A. Allégations de l'organisation plaignante

A. Allégations de l'organisation plaignante
  1. 164. Dans sa communication en date du 4 septembre 1997, l'Union des syndicats autonomes de Croatie (UATUC) allègue qu'en raison de l'adoption le 18 juin 1997 de la loi sur les associations, qui traite notamment de la répartition des biens syndicaux, le gouvernement a violé les principes de liberté syndicale en s'ingérant dans les activités syndicales et les biens syndicaux.
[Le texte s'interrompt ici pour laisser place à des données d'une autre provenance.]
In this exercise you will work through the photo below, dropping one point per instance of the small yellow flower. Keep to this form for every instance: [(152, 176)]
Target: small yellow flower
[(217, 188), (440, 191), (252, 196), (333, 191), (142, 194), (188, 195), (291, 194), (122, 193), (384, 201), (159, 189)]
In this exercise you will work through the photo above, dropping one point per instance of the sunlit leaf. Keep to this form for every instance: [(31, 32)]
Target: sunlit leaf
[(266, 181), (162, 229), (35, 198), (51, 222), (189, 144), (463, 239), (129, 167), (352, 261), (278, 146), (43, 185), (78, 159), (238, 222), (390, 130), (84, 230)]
  2. 165. L'organisation plaignante note que les syndicats ne sont pas visés par la loi sur les associations, sauf au titre de l'article 38 intitulé "Biens des organisations sociales". L'alinéa 4 de l'article 38 autorise l'utilisation des biens immeubles par les associations qui ont succédé légalement aux anciennes organisations sociales qui avaient le droit de gérer ou d'utiliser ces biens. Ces associations ne sont toutefois pas autorisées à louer ni vendre ces biens ni à en disposer. Au titre de l'alinéa 5, les dispositions de l'alinéa 4 sont applicables spécifiquement aux biens immobiliers que l'Union des syndicats autonomes de Croatie et les syndicats enregistrés comme organisations sociales étaient autorisés à gérer ou utiliser. L'alinéa 6, qui constitue la principale cause de préoccupation de l'organisation plaignante, stipule ce qui suit:
    • Les syndicats visés à l'alinéa 5 du présent article sont autorisés à conclure un accord, dans les 180 jours suivant la date d'entrée en vigueur de la présente loi, sur la méthode de répartition des biens immobiliers visés à l'alinéa 5 de cet article. Chaque syndicat deviendra propriétaire des biens immobiliers qui lui seront confiés au titre de l'accord. Si les syndicats ne parvenaient pas à un accord sur la répartition de ces biens immobiliers dans les six mois, lesdits biens deviendront, à la date d'expiration du délai, propriété de la République de Croatie, alors que le gouvernement de la République de Croatie ou un ministère que celui-ci aura choisi transférera, sur la base des critères définis par le Parlement de la République de Croatie, les droits de propriété de ces biens immobiliers aux syndicats visés à l'alinéa 4 du présent article dans un délai d'un an à partir de la date de définition des critères par le Parlement.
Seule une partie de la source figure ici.